Follow-up: Explain correlated subqueries and when they cause O(N^2) plans. How to rewrite as JOIN?

You inherit a query with 200 lines of nested CTEs and function calls. EXPLAIN is unreadable. Design a debugging approach to find the slow node without rewriting the entire query.
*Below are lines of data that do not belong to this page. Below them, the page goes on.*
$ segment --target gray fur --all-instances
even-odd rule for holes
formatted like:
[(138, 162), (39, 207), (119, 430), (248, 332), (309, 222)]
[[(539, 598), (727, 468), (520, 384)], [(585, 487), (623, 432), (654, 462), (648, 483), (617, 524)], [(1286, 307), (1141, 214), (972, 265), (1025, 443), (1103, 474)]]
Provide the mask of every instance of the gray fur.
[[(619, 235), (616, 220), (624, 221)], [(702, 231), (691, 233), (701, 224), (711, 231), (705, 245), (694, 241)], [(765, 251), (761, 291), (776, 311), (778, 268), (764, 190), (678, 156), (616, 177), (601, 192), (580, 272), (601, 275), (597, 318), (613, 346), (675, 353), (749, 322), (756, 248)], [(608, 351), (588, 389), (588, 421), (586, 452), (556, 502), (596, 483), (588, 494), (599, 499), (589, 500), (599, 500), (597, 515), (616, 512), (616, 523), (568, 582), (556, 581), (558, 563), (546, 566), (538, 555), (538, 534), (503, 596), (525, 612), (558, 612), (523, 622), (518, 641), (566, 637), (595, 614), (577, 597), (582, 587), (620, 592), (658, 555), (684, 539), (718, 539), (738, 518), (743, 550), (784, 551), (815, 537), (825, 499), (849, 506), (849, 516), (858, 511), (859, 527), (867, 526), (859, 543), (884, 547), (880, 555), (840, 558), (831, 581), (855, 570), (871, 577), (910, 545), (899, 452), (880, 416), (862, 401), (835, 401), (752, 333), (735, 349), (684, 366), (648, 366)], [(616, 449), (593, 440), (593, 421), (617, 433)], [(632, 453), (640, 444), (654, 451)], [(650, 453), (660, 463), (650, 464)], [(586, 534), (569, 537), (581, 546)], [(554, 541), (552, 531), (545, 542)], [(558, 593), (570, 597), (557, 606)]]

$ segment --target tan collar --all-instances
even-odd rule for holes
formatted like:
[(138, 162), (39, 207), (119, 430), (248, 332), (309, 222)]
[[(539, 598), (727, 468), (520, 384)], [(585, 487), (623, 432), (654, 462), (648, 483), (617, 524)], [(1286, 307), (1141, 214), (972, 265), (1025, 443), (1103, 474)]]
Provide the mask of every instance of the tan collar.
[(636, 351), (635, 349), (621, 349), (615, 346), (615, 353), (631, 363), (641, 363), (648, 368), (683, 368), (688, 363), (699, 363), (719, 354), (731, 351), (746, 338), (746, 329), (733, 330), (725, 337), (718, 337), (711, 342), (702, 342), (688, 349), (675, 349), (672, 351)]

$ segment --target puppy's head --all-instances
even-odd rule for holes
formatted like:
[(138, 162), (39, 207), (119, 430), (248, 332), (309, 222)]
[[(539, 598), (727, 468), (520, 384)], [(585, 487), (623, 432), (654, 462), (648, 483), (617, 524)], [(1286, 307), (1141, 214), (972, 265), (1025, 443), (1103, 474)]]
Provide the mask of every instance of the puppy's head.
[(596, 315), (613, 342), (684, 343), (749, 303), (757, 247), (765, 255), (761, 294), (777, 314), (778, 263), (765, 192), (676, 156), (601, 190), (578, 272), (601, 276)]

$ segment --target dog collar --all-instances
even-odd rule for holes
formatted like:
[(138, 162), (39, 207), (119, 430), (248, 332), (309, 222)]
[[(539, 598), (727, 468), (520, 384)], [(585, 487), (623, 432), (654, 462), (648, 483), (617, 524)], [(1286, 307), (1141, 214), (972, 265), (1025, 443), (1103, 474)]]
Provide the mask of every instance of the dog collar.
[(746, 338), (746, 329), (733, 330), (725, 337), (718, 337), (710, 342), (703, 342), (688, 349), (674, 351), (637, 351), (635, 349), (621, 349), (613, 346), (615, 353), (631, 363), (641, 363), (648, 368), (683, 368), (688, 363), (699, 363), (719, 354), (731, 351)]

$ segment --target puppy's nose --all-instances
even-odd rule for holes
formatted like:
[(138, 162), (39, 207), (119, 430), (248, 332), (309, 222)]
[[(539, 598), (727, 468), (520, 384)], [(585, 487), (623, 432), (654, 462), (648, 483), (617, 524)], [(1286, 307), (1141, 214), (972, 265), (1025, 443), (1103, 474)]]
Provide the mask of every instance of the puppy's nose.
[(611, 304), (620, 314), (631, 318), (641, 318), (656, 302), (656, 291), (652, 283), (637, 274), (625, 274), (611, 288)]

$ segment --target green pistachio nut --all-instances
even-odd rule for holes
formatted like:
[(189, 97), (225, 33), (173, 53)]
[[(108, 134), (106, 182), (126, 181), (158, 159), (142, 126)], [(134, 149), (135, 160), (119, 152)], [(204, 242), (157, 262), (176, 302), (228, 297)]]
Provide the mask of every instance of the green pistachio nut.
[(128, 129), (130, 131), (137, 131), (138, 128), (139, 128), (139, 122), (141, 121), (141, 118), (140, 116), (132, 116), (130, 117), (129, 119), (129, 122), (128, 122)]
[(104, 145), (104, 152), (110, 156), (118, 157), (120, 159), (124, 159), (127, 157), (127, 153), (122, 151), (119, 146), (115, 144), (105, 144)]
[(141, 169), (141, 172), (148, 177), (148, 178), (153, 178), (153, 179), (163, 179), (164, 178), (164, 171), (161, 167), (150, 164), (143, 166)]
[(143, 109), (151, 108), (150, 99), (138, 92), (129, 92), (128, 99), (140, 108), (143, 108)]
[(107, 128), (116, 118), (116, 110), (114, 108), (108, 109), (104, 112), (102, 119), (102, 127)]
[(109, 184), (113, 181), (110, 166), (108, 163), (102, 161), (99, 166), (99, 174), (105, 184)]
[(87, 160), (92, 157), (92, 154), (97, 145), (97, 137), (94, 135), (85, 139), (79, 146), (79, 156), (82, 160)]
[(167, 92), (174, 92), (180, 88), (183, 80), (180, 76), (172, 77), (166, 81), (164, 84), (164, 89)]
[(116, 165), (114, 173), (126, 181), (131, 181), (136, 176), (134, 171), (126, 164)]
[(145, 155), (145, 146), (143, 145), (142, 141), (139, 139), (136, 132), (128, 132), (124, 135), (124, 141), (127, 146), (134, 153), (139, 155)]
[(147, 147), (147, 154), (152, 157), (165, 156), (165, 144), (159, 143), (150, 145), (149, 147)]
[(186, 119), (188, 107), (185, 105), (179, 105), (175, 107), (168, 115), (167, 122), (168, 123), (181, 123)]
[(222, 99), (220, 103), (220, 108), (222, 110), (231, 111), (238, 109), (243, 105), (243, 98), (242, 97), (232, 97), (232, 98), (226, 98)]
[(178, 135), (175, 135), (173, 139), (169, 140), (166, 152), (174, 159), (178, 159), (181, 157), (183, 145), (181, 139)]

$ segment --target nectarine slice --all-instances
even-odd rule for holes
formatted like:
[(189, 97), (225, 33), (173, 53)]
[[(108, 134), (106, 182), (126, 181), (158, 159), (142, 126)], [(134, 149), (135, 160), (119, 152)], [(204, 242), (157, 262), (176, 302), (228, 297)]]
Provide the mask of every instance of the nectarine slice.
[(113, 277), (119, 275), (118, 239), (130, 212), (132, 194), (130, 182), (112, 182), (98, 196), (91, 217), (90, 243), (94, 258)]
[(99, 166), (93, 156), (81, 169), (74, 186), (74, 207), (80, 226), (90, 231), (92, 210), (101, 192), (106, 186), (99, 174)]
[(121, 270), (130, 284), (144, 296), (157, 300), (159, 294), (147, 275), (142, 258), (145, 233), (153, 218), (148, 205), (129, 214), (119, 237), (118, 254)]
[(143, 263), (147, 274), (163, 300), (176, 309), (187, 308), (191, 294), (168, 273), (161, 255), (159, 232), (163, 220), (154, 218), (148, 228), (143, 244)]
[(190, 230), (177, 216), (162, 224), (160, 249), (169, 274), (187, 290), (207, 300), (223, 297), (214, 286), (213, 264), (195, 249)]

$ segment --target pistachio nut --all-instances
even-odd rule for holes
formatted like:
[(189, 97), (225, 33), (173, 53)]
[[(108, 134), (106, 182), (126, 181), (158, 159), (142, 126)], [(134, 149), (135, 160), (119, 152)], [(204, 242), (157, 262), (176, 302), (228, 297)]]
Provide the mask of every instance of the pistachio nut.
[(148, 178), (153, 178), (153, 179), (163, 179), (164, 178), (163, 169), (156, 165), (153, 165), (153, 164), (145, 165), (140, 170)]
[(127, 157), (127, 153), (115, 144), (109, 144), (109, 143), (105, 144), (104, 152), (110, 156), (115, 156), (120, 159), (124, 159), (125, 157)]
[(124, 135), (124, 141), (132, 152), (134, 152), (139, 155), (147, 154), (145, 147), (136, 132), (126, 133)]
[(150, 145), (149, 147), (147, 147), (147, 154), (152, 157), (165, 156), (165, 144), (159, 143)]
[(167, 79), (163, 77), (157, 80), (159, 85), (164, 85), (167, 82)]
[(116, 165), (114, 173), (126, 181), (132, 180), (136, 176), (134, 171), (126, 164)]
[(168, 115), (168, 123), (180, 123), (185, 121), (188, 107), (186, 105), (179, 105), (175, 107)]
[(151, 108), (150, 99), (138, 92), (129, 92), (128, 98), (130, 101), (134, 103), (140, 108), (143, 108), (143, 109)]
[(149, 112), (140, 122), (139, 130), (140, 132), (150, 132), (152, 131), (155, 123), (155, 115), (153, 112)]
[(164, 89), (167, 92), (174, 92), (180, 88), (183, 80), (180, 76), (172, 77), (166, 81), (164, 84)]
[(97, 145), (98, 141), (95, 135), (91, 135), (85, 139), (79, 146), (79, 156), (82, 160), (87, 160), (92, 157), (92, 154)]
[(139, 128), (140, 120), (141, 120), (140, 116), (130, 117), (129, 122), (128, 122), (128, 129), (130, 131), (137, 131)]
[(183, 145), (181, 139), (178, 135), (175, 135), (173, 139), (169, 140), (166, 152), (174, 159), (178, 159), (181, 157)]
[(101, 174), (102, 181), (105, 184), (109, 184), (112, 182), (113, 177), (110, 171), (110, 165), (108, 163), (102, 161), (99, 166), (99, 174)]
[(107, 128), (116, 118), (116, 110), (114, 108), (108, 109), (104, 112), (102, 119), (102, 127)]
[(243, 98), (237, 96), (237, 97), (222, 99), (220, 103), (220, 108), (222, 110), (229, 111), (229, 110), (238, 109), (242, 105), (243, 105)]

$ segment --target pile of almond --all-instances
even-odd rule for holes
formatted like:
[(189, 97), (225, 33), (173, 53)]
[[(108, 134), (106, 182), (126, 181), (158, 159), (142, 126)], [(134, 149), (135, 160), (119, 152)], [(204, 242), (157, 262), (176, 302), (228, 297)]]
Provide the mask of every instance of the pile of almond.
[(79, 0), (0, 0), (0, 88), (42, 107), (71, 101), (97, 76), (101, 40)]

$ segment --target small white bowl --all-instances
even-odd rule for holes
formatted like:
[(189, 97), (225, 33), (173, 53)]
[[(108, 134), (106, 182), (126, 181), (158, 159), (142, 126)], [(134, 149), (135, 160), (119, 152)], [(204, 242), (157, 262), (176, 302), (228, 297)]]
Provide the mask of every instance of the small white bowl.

Complex queries need incremental analysis. Strategy: (1) Output EXPLAIN as JSON for programmatic parsing: EXPLAIN (ANALYZE, FORMAT JSON) SELECT ... | jq '.[] | .[] | select(.Execution Time > 1000)' to find slow nodes. (2) Add EXPLAIN TIMING to find which CTE is expensive: Disable CTEs one at a time: -- WITH cte1 AS (...), cte2 AS (...), ... SELECT FROM cte2 rewrite to WITH cte1 AS (...), cte2 AS (...) SELECT COUNT(*) FROM cte1; WITH cte1 AS (...), cte2 AS (...) SELECT COUNT(*) FROM cte2 to isolate slow one. (3) Check which CTE result is large: WITH cte1 AS (...) SELECT COUNT(*) FROM cte1 to see cardinality. (4) Use log_statement='all' and log_min_duration_statement=0 to log query; then post-analyze. (5) For functions, use EXPLAIN (ANALYZE) SELECT func(...) to measure. (6) Once slow node identified, optimize it separately, then re-integrate. Staff pattern: Break complex query into parts; optimize each independently; then compose. Use materialized views for expensive CTEs that are reused: CREATE MATERIALIZED VIEW cte1_view AS (SELECT ... FROM ...); REFRESH MATERIALIZED VIEW cte1_view; SELECT * FROM cte1_view WHERE ....

Follow-up: Explain materialized views vs. temporary tables vs. CTEs in terms of performance and maintainability.